[extropy-chat] Space: The Final Constraint
Damien Sullivan
phoenix at ugcs.caltech.edu
Tue Jun 13 20:10:00 UTC 2006
On Tue, Jun 13, 2006 at 11:50:27AM -0700, Lee Corbin wrote:
> Damien writes
As a side note, the 1e33 minds in a m3 was a number I assume made up on
the spot for rhetorical effect, since there are likely to be no more
than 1e30 *atoms* in a m3 of solid matter.
> > > Hell, if you so badly *want* to receive photons and phonons that
> > > depict birds chirping happily in a green woodland, then please do
> > > so. But do not demand that untold trillions of people don't get
> > > to live because you need so damned much matter to reflect those
> > > photons! There are less expensive ways for you to get your fix.
> > It seems like an appeal to just simulate it all in VR.
> > But how? If someone wants the experience of deep exploration of
> > a complex system, vs. 3-D wallpaper of generic trees and birdsong
> > sources, then that'll take a lot of computation, it's not just a
> > matter of cheaply calculating some neurons. The best computer of
> > reality might be reality.
>
> In *theory* emulating neurons is indeed all you need to do.

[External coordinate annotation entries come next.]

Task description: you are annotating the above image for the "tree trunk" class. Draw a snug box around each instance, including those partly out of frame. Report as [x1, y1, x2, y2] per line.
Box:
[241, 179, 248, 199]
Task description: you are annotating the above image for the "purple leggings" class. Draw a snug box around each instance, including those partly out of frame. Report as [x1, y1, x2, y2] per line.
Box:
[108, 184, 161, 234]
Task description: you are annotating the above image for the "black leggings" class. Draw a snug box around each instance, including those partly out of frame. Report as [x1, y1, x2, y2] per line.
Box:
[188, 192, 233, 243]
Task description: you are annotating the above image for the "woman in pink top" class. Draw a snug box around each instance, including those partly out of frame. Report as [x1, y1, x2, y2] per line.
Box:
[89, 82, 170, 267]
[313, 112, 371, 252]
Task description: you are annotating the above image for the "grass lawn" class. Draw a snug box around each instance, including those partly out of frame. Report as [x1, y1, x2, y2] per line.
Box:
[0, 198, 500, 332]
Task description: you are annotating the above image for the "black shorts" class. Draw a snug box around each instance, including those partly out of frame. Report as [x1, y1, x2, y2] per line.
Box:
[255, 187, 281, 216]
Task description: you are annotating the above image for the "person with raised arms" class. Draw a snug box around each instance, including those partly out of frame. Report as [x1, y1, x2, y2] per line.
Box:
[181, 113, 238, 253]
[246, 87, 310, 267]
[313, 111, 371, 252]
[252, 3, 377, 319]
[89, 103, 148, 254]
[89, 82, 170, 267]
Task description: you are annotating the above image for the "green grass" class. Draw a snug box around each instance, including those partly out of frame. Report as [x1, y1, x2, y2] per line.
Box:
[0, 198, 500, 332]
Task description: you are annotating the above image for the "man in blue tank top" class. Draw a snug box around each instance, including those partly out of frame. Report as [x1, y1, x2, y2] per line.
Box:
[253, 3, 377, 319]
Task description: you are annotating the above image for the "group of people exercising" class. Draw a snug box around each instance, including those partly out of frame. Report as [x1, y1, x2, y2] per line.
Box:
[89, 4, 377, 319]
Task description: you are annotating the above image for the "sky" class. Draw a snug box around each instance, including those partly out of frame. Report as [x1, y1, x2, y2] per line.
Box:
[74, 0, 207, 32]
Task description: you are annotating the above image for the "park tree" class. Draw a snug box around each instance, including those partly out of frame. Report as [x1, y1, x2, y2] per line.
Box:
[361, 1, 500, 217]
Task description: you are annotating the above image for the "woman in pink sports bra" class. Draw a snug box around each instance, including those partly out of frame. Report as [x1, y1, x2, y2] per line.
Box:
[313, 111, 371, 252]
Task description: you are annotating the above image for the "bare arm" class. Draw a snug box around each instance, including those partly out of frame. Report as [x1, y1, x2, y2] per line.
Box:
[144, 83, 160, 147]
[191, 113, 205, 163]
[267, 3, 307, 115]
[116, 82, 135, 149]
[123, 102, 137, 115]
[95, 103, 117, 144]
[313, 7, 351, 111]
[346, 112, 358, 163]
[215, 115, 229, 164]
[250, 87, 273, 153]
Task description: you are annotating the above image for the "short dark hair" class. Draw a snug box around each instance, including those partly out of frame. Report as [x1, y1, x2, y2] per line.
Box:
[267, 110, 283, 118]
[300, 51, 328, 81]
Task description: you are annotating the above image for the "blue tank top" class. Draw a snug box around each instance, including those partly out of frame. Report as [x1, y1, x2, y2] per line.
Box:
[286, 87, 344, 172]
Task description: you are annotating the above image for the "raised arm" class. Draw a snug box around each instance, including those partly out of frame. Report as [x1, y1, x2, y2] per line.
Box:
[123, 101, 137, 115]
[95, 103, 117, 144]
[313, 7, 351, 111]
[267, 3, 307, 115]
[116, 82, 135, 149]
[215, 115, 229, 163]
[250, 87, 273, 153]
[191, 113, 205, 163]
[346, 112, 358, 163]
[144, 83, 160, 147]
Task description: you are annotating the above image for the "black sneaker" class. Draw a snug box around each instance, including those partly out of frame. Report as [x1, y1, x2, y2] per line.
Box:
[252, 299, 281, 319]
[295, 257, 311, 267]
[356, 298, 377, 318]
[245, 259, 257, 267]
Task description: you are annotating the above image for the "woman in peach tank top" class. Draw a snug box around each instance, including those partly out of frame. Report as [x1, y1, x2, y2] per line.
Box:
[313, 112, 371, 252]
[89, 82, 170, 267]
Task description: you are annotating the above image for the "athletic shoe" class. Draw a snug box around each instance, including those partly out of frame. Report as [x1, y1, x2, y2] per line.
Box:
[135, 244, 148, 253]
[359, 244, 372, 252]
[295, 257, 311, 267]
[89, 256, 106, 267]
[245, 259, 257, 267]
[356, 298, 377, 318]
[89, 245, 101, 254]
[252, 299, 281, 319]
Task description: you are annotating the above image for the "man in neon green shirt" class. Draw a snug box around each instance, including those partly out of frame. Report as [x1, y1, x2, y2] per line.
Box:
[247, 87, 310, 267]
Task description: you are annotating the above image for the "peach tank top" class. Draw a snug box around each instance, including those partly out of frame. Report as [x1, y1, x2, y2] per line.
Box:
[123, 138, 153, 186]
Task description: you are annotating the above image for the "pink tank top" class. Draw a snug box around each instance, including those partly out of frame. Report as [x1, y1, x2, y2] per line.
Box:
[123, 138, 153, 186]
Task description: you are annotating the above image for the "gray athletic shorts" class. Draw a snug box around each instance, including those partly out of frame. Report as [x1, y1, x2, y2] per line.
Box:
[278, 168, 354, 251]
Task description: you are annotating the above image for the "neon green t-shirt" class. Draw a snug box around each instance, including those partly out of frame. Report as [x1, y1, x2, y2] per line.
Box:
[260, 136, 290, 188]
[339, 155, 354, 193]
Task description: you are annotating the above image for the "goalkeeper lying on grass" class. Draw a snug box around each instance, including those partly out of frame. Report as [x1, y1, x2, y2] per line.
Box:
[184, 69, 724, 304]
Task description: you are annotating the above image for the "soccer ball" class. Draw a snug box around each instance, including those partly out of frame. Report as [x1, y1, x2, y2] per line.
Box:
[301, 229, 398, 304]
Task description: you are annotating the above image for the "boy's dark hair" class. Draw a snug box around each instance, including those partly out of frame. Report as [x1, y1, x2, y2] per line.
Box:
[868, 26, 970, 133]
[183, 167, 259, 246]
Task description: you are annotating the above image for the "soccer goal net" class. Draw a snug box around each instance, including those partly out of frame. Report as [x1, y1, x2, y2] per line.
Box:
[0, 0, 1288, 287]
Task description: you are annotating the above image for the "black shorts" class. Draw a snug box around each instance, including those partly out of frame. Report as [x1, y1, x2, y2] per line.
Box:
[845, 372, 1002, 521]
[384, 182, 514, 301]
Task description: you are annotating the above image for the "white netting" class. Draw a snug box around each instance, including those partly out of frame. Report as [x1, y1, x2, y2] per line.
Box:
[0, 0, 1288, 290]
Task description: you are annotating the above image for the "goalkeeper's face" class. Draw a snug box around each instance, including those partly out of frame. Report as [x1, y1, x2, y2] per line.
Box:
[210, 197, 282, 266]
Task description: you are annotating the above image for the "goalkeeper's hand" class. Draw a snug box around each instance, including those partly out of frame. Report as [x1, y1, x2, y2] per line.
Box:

> You can't know---as I'm sure you have often acknowledged---
> whether or not your brain is in a vat. Or whether you are
> being emulated on some computer.
>
> the emulation of everything that you see and hear. The 2D images
> are infinitely less expensive than crudely emulating every
> last molecule in a forest, say.
This doesn't follow. The 2D images are the end result of a vast amount
of work. Copying an image is cheap but computing what it should be is
not.
E.g. suppose you want to emulate the experience of exchanging e-mail
with another brain in a vat. Can you get away with just emulating the
sensory neurons which would be reading the e-mail? No, because it takes
a whole other humanlevel mind to write the e-mails and carry on a
conversation. This despite the fact that the ASCII text "reflection"
off the other mind is much smaller than the photon reflections off of a
rainforest. The sensory bandwidth of a vatbrain may seem trivial
compared to the brain, but computing which sensory experiences should be
squeezed through that bandwidth is not trivial.
One person might be satisfied with crudely heuristic "wallpaper" full of
fractally drawn trees and chirping boids. An animal behaviorist will
want to see real behavior. Someone else might want to get out a
microscope, or sequence DNA, or explore ecological consequences over a
large area (so "just emulate what they're looking at right now" won't
cut it.) And that's just at one moment, never mind wanting to see how
the system evolves over time.
The brain in a vat wants to interact with a rich environment, which
takes resources above and beyond that needed for the brain.